Gossip seem to flourish in work place settings and small group politics. It seems that in these environments gossip acts as a form of coercive control, a type of peer pressure to constrain and manage the behaviour of group members.
The academic work place, especially as it has evolved in the
context of the university of excellence, is a star-system zero-sum game. Rewards
are handed out to some and not others and the process often feels opaque. The
academic workplace may at times require collaborative work but reward systems
are all individualized. This of course mirrors the mainstream economic and
cultural practices. However, in the academy we find an extreme example of individualism
in practice. In this kind of work place stray thoughts and angry comments can
have a lasting trace in the gossip network that are hard to eradicate.
Gossip spreads through the utterance of an intemperate
remark, a poorly phrased fragment of speech, a feeling, or even a stray thought
half expressed. These notions become the kernels of stories that take on their
own lives, desires, and even a sense of presence. This is a problem, especially
if one didn't pay much attention to the thought and its after life at the moment
of utterance.
So the task is to find a way to disempower those
wayward stories that live in the shadows of our formal, technical
communications.
In much of my earlier work (and my more recent work) I delve
directly into these types of narratives. In Stories from Home (AE 1994), for example, I pull out the shipboard
racism of the men I grew up and worked with. In that paper I try to
understand, without justifying, their colonial folklore. We need to pull these
narrative up and into the open in order to disempower them. In my more recent work I examine the ways
in which similar types of colonial folklore lurks within the quiet spaces of our ow academic practice (see REVISITING “DM SIBILHAA’NM DA LAXYUUBM GITXAAŁA) and as an Indigenous person I feel I have no option but to
speak back.
It is important to me that I also consider how the contradictions
of my own social location also complicates they ways in which other people hear
me; how they locate themselves in relation to me; how they imagine me as a
holder of power or authority in some way. To simply say, that I have no real
power is to fall prey to a classic trope of denial. I do have some power:
power to assign grades, power to evaluate students and, in certain cases, the power to
evaluate colleagues (though all of these are mitigated by the power of others). So I must take seriously this power that adhers to my
social location even as this same power is in fact undermined in this dominant society institution by my Indigenous identity.

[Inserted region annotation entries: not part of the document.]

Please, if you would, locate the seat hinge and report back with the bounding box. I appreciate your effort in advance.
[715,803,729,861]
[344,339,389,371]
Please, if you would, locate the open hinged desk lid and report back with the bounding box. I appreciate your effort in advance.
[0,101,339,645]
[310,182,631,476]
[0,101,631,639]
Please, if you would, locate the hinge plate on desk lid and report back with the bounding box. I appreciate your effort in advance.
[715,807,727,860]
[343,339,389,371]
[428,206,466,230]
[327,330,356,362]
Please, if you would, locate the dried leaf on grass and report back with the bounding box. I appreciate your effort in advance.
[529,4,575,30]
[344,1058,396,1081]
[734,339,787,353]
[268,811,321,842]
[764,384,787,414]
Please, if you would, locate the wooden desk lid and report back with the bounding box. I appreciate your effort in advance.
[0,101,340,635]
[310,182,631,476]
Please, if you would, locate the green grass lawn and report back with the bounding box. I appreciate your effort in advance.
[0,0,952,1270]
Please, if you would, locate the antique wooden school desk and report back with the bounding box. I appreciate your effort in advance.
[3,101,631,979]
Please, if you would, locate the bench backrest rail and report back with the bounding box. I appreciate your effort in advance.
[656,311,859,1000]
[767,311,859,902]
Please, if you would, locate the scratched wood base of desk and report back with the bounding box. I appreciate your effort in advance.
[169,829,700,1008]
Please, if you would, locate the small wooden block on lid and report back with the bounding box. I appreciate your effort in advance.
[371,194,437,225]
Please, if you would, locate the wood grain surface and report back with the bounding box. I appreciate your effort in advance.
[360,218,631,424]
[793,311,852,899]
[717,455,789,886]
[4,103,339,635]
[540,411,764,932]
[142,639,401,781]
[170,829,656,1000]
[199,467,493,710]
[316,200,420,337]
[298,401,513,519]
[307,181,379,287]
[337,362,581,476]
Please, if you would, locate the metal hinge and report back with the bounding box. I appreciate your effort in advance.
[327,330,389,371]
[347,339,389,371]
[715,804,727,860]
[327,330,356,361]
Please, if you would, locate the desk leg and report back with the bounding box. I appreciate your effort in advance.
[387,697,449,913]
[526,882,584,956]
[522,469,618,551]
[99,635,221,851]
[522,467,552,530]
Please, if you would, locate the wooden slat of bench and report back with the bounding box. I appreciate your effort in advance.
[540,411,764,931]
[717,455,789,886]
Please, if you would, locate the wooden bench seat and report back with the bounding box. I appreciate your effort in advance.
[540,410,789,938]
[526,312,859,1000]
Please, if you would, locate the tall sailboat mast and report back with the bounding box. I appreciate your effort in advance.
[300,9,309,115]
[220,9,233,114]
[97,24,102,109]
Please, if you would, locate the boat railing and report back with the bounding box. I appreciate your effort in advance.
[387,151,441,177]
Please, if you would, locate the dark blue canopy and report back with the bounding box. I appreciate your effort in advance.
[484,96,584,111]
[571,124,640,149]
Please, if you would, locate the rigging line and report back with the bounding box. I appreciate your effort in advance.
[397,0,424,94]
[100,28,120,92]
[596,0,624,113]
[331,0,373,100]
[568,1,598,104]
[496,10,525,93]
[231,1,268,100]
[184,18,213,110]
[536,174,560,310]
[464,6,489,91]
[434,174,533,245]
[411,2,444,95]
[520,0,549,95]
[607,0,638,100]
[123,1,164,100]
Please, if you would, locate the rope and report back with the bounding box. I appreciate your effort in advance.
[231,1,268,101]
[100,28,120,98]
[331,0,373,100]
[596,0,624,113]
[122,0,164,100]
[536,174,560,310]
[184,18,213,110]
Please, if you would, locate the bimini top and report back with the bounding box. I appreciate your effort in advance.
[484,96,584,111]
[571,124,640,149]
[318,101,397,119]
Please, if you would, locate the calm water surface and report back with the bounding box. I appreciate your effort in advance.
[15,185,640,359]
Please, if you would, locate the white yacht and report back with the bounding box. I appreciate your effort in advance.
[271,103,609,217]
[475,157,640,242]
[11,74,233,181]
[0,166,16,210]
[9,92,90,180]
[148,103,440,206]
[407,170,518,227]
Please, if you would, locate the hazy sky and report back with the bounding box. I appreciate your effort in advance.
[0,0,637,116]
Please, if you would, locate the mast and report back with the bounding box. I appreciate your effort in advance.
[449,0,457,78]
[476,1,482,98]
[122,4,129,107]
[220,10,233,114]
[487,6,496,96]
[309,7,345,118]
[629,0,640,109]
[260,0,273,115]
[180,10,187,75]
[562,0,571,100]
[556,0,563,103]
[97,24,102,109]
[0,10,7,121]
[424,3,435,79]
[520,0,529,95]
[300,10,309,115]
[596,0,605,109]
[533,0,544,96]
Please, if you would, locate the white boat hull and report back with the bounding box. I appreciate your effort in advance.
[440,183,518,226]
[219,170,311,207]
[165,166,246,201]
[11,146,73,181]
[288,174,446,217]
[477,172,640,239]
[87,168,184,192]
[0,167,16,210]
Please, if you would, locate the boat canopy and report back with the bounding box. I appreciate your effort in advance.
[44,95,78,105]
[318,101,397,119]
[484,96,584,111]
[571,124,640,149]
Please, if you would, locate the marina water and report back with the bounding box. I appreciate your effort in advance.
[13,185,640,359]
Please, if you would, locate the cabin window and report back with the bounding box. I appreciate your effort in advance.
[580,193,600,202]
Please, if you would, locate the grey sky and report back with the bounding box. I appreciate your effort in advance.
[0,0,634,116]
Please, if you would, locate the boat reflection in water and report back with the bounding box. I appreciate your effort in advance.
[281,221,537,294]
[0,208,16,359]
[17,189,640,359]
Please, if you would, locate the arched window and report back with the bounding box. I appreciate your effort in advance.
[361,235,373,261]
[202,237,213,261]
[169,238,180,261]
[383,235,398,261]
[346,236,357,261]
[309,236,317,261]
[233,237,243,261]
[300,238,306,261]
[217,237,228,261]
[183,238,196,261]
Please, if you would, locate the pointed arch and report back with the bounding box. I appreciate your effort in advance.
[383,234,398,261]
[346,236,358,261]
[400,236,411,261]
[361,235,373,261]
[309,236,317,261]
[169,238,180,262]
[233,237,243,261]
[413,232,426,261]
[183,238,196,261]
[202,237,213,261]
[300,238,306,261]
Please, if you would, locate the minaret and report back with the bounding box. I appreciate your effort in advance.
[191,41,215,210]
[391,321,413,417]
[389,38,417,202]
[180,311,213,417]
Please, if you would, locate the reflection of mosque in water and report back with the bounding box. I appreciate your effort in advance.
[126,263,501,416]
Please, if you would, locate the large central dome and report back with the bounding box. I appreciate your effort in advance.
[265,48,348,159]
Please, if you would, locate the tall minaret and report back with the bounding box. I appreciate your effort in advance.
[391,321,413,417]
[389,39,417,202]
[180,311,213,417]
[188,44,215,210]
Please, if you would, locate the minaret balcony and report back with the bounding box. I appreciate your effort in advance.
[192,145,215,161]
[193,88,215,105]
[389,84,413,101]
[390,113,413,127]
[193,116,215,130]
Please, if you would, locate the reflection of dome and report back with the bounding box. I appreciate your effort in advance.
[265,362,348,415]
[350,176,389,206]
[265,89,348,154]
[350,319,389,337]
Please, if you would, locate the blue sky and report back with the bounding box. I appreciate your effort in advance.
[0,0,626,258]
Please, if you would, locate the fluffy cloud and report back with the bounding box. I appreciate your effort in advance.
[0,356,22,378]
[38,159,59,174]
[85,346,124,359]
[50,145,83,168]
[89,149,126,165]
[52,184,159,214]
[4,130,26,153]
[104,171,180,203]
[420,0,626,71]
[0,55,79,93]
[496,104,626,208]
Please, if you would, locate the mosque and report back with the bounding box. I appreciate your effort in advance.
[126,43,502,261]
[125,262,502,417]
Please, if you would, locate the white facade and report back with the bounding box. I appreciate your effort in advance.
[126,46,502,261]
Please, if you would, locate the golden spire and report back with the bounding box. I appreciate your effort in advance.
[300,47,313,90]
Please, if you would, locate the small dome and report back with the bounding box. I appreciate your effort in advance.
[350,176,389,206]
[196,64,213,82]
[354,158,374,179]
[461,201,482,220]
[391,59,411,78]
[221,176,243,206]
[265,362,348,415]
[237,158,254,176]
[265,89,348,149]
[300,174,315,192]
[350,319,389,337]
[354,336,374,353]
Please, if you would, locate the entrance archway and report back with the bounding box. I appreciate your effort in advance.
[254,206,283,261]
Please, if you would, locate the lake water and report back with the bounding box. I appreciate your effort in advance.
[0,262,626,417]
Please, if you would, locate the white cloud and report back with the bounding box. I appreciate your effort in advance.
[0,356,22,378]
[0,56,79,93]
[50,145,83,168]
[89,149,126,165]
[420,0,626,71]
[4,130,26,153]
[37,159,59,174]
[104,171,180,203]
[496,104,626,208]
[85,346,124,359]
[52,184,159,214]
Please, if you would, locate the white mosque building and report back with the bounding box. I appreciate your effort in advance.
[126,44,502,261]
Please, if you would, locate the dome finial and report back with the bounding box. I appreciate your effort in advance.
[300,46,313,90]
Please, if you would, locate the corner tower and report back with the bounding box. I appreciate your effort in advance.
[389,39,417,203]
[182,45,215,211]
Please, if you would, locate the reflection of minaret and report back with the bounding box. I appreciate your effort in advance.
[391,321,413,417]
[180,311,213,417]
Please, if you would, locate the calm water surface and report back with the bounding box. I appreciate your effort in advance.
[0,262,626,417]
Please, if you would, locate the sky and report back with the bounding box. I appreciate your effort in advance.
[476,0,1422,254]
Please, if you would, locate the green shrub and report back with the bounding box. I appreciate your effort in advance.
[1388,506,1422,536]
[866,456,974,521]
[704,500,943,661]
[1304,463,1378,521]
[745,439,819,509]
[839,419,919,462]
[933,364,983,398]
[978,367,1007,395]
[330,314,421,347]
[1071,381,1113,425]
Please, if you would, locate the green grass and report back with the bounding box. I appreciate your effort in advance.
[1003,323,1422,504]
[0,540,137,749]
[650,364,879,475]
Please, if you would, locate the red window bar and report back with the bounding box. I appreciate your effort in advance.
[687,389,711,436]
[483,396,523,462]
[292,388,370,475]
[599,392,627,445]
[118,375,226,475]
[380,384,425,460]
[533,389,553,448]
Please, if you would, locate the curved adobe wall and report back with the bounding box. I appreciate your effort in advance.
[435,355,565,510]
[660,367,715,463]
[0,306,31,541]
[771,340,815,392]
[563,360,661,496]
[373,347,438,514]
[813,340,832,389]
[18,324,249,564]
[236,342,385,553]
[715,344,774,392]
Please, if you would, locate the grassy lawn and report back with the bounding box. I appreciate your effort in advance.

I want to return now to gossip as a focus of study. Many years ago
I had a mini-epiphany. We were overhauling a salmon seine in the lead up to the
fishing season. It was getting on in the day so we were taking a break in
the netloft lunch room. My father, a couple other skippers, and our crew
were gathered around the lunch table. They were telling stories of big catches,
lost sets, and old skippers long departed when it hit me. These men were
linking each of these different fishing events with the marital foibles, breaches,
elopements, and flirtations of other men in their social network. Each fishing
moment was tied to when "Jake's wife ran off with so-and-so," or that
big set happened the week after Bob had found his wife in bed with Joe. And on
it went. Some of the stories involved the men in the room directly, others
didn't. No one seemed to care. They laughed, they yelled, they cursed,
they argued. They had fun. That's gossip worth studying.